これは、女性たちが空に向かってうめきながら、そう、ヒトデのような形に体をくねらせている乱交集団のショットにも呼応している。
他のイメージは、違背と挿入を強調している。
特に、登場人物たちがまだ水中にいることを暗示するような、暗く湿った緑色に塗られたマッドサイエンティストの研究所にある担架に子供たちを縛り付けた後、彼女たちは、しばしば少年たちのヘソに悪意を持って寄りかかる。
ニコラを待ち受けている真実は、一般的には簡単に見破れるが、すべてを頭の中で整理するには不十分であり、人はフレームをエスカレートさせて熱心に探すように仕向けられる。
ホラーちゅうジャンルを
夢幻的、
悪夢的、
美麗、
醜悪、
そして性的に神経症的に解釈した『エボリューション』は、スカーレット・ヨハンソンがセクシーな美女に姿を変えた『アンダー・ザ・スキン 種の捕食』を否応なく思い起こさせる。
しかし、後者の形式はより変化に富み、名人芸的であったかな。
ジョナサン・グレイザー監督の作品は、スカーレット・ヨハンソンの演技によって、人間界で人間ではない存在として生きることによって引き起こされる豊かな実存的苦痛を、驚くべきミニマリズムで伝えていた。
それは、我々自身の種の中で自然に感じる孤立や疎外と平行している。
今作品には、そのような人間臭さがない。
ルシール・アザリロヴィックの映画の女性たちは、そのほとんどが容赦なくステップフォード的な鈍いモンスターであり、ニコラは目を見開いた観客の代理人と云える。
そして、その象徴性は、皮肉にも今作品からポイントを奪ってしまうほど、前兆的で反復的。

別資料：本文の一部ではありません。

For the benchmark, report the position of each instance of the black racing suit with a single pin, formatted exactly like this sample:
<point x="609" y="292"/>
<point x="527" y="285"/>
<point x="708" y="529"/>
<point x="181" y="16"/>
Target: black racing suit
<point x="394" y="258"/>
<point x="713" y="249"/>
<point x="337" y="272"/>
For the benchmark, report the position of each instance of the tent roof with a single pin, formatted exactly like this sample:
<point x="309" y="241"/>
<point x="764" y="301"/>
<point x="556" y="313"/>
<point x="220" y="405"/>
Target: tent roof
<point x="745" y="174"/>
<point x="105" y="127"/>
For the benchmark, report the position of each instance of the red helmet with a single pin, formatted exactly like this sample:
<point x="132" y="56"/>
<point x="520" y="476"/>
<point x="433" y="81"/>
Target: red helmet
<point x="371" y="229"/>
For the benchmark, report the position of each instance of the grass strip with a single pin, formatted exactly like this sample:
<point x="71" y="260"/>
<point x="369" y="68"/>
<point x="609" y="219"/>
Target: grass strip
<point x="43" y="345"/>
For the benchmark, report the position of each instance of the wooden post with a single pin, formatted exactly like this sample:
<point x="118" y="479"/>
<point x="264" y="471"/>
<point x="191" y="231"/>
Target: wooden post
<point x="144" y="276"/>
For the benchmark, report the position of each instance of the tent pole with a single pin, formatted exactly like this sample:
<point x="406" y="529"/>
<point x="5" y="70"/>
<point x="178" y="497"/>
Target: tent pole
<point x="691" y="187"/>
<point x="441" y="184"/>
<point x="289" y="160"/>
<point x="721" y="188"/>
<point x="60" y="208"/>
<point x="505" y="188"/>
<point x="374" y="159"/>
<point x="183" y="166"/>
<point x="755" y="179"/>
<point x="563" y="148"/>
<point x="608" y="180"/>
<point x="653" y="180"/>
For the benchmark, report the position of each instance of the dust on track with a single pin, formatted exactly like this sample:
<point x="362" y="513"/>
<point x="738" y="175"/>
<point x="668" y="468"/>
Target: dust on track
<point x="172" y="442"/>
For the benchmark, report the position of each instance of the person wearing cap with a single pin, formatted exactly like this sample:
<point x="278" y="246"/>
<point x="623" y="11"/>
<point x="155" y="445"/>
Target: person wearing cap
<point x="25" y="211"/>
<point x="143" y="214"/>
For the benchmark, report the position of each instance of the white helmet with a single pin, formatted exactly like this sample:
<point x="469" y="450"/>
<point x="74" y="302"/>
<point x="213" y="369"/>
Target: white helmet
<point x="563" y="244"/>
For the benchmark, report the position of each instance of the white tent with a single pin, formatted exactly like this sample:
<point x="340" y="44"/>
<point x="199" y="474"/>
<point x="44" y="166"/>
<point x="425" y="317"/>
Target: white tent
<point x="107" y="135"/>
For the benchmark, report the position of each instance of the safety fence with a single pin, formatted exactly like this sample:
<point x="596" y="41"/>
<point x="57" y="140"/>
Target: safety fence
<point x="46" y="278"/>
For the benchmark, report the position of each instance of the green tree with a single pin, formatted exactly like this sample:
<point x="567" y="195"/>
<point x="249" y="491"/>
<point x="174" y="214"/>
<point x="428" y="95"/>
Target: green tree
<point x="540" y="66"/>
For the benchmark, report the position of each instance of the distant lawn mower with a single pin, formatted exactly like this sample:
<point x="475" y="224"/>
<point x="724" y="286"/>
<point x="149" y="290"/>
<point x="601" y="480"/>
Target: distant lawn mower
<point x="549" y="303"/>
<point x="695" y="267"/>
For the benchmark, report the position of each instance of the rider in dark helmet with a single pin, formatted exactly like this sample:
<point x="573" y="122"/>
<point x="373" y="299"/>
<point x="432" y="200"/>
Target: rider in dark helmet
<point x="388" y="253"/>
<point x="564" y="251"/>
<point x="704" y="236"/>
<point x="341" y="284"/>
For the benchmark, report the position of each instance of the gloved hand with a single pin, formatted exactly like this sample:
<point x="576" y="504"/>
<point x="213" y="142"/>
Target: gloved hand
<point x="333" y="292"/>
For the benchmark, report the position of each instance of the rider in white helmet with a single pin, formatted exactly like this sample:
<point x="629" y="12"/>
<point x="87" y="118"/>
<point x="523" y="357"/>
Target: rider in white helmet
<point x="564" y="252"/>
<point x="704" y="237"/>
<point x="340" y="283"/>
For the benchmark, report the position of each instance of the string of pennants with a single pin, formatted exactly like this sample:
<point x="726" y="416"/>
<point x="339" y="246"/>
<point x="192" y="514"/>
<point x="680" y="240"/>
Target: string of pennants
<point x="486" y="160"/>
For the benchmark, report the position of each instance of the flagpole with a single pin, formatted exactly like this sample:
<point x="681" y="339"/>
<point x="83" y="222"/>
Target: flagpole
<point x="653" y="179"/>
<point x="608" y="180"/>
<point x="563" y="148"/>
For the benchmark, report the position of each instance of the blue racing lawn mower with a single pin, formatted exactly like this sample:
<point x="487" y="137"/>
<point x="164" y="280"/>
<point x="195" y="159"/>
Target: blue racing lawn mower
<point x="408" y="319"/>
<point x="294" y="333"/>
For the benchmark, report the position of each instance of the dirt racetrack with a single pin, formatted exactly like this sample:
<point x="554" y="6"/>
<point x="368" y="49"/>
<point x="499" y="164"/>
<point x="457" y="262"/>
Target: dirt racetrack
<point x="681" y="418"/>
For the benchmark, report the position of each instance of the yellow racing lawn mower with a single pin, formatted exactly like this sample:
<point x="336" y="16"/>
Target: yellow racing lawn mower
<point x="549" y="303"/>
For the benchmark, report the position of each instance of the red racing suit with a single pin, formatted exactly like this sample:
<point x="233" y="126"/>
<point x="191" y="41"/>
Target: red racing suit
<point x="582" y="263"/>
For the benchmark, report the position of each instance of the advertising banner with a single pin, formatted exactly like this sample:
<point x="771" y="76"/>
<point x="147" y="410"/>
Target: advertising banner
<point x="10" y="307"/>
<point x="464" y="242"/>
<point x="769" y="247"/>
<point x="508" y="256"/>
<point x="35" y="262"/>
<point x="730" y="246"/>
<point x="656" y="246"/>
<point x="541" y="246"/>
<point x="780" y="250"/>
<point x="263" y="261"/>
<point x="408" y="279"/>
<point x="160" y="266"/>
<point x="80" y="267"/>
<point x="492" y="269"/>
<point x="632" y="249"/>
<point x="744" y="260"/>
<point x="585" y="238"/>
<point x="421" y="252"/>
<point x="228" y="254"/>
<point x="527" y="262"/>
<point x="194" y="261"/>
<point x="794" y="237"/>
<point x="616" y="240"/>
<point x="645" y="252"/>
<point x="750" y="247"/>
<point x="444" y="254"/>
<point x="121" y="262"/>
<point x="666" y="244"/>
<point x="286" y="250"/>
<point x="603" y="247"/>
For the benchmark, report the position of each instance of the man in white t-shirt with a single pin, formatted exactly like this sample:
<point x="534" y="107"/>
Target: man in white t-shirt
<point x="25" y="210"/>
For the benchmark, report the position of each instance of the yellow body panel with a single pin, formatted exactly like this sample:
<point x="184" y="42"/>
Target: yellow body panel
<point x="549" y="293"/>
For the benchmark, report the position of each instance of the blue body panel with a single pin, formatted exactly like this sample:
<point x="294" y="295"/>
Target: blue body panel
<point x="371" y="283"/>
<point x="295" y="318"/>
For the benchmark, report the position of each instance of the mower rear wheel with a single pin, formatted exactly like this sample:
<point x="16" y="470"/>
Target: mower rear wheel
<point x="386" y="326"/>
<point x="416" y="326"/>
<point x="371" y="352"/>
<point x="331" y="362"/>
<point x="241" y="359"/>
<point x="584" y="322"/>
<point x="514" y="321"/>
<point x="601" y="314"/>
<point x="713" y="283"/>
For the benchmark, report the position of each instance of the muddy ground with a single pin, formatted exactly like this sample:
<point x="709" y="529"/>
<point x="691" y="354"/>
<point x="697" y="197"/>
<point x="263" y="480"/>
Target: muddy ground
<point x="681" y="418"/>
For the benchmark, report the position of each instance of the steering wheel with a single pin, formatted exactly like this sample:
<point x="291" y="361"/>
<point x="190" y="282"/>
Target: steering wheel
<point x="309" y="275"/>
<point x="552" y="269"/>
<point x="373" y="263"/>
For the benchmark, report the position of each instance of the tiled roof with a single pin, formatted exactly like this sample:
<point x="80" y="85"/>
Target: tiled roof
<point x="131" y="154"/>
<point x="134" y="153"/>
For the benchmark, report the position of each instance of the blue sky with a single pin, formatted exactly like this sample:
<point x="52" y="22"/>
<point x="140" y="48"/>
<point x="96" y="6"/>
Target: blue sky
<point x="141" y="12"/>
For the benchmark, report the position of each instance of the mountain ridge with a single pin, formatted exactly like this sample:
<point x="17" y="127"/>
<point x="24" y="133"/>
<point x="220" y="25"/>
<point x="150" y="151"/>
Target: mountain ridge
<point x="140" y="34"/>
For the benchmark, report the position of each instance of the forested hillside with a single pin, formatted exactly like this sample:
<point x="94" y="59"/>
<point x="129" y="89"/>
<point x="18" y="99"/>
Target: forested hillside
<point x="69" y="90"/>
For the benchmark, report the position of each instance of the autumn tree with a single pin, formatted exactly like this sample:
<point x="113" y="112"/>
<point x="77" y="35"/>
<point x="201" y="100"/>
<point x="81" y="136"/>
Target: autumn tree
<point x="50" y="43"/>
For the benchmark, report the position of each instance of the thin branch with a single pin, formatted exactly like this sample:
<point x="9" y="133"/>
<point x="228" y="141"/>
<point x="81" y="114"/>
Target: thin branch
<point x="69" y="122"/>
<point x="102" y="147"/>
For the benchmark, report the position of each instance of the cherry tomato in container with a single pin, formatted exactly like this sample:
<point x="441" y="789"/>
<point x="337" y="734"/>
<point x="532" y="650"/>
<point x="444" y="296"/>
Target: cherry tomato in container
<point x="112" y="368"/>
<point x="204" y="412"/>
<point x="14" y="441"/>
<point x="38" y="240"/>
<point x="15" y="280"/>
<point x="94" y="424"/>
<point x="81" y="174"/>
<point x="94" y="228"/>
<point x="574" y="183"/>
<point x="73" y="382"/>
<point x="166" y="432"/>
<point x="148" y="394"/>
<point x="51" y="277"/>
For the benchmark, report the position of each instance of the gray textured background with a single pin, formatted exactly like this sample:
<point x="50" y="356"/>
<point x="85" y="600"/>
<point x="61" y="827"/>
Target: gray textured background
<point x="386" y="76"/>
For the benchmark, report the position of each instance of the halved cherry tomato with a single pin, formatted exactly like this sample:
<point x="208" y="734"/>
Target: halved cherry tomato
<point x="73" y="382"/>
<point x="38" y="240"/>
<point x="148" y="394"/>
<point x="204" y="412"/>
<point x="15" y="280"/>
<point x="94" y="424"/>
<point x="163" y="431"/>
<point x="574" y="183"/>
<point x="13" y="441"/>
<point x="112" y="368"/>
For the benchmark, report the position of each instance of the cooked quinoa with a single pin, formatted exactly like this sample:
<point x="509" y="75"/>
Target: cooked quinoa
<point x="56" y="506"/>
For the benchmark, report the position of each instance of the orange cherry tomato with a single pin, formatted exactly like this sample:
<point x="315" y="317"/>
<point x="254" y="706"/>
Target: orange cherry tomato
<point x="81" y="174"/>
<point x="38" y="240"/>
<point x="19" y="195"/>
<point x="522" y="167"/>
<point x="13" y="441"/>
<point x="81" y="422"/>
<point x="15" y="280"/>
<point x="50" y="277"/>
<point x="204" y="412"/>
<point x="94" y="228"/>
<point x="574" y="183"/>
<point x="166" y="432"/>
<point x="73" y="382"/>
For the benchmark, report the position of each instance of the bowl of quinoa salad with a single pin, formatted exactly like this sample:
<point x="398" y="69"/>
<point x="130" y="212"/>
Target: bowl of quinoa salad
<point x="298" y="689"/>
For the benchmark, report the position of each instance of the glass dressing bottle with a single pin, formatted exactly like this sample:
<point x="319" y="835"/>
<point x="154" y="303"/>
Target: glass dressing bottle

今作品は自分自身を解釈し、レイプとジェンダーの流動性に関するエッセイを提供するが、それを消化するための認識プロセスから我々を締め出してしまう。
女性が子供を虐待するシーンを延々と見せられると、自発性やバリエーションに憧れを抱かざるを得ない。
映像は完成度が高く、時には驚かされるが、陰鬱で還元的。
水の動きやクジラの鳴き声を思わせるドローンのような音楽が、不気味だが麻薬のような効果をもたらす。
極端なフレンチ・ホラーの多くの実験と同様に、この映画は真のカオスのパターンを持つ極論であると云えるかな。